Französische Politiker:innen haben sich alarmiert geäußert, und der Innenminister des Landes hat damit gedroht, Webseiten, die den Terrorismus verherrlichen und zum Hass auf Juden oder Israel aufrufen, zu benennen und anzuprangern.

Gérald Darmanin sagte in Paris: "Das ist natürlich absolut inakzeptabel. Also geben wir diesen Plattformen noch ein paar Stunden Zeit, um auf die Aufforderungen der Polizei zur Entfernung von Inhalten und zur Identifizierung der Urheber zu reagieren."
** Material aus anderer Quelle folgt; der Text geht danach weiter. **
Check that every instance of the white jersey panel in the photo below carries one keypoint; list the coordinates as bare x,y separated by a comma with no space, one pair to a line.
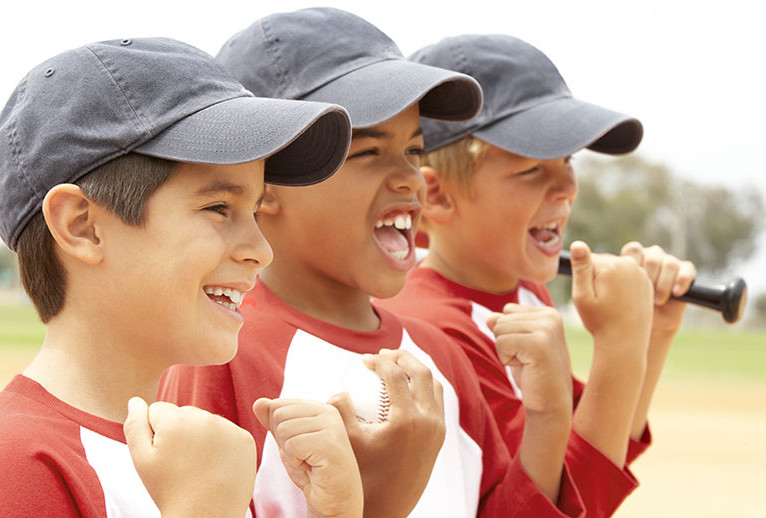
125,494
313,370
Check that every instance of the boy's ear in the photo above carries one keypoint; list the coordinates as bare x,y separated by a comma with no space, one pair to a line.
71,218
438,205
270,203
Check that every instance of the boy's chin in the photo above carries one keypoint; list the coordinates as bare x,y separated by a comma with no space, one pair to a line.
390,288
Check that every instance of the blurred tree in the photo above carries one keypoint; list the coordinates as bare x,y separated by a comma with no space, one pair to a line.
630,198
8,266
759,316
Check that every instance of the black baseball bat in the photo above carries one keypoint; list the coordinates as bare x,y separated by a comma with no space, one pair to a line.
729,299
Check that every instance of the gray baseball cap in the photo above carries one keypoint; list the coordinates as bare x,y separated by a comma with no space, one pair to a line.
158,97
329,55
528,108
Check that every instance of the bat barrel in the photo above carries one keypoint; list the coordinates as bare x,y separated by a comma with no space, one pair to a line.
729,299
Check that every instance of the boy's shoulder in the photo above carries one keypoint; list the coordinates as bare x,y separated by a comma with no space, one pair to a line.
37,458
56,460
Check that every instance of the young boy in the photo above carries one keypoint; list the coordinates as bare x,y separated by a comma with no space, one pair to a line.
132,170
500,189
336,245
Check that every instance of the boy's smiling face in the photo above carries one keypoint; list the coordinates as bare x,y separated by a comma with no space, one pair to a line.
514,219
186,269
354,231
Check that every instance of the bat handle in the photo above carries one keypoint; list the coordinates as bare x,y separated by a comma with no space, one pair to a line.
729,299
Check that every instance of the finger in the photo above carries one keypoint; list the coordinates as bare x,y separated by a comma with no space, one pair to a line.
138,433
492,320
686,275
582,271
262,411
653,263
160,412
665,279
634,250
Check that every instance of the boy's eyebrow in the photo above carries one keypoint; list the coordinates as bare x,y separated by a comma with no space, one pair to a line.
373,133
218,186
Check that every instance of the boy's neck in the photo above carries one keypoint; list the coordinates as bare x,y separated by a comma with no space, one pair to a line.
324,298
462,269
83,367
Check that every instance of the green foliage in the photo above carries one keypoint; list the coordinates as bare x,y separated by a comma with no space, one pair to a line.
731,354
630,198
20,326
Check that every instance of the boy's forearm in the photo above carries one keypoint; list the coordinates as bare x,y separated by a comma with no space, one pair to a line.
543,448
606,411
659,346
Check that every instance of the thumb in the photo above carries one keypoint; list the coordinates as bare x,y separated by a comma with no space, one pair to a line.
492,320
342,403
138,432
262,411
582,271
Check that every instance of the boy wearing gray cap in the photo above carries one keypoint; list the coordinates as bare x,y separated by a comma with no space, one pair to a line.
130,172
500,189
437,451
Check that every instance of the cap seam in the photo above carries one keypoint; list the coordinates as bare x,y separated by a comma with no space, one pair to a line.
276,59
381,60
119,87
15,146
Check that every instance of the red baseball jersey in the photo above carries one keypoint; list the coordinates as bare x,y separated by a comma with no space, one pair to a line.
56,460
286,353
461,312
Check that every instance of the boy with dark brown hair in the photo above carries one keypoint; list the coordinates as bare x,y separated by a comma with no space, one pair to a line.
131,172
336,245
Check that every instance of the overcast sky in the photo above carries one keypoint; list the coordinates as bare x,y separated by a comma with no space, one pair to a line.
692,71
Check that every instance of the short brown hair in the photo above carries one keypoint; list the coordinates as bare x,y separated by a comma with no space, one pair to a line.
122,186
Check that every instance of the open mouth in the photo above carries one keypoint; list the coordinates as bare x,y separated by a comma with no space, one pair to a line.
227,297
393,232
548,235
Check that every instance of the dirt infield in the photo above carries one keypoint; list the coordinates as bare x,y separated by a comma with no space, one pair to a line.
708,457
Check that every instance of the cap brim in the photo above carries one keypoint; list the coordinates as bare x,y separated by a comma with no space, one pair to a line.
561,127
379,91
304,142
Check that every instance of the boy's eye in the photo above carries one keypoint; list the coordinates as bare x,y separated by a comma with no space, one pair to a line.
220,208
528,171
364,152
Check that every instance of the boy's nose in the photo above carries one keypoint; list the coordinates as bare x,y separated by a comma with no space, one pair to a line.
253,247
406,177
565,184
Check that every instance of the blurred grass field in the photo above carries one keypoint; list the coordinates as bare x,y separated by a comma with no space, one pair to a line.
708,417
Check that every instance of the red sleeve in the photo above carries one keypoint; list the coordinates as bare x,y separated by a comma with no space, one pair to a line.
32,487
208,387
506,489
38,471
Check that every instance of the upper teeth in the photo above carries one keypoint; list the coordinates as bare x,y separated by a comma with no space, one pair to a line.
235,296
401,221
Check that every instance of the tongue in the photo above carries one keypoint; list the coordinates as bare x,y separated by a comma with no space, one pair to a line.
391,239
219,298
542,234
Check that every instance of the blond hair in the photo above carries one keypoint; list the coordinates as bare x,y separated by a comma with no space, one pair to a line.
456,163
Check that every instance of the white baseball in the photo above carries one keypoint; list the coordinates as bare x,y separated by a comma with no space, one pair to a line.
368,393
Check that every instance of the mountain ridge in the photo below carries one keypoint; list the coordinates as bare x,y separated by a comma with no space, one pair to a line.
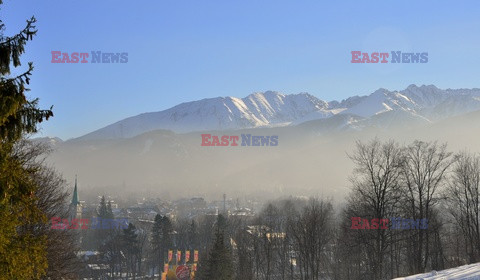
271,108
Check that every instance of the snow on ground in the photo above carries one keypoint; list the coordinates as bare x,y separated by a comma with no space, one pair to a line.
466,272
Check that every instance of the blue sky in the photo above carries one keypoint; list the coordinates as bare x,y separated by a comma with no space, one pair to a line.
181,51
Probleme und Schutzmaßnahmen auch in den USA

Die Gouverneurin des Bundesstaates New York, Kathy Hochul, hat Maßnahmen zum Schutz von Studierenden an Hochschulen und in Gemeinden angekündigt, nachdem die Zahl der antisemitischen Straftaten in beunruhigendem Maße zugenommen hat.

Hochul sagte: "Jeder einzelne New Yorker hat ein Recht darauf, sich sicher zu fühlen und sicher zu sein, wenn er seinem täglichen Leben nachgeht. Und wir dürfen nichts Geringeres akzeptieren."

Juden in Spanien "sehr besorgt"

In Spanien hat der Verband der jüdischen Gemeinden seine Besorgnis über die Zunahme von Botschaften geäußert, die das jüdische Volk als Ganzes stigmatisieren und in sozialen Medien massenhaft auftauchen.

Der Präsident des Verbandes, Isaac Benzaquén, sagte bei einer Pressekonferenz: "Sind wir besorgt? Sehr. Was in den ersten acht bis neun Tagen des Konflikts geschah, hat es in unserem Land seit Jahren nicht mehr gegeben. "

Der Krieg zwischen Israel und den militanten Hamas-Kämpfern ist für beide Seiten schon jetzt der folgenschwerste der fünf gewalttätigen Gaza-Konflkte. Er hat weltweit Proteste und einen Anstieg von Hassverbrechen ausgelöst, die von vielen Regierungen verurteilt werden.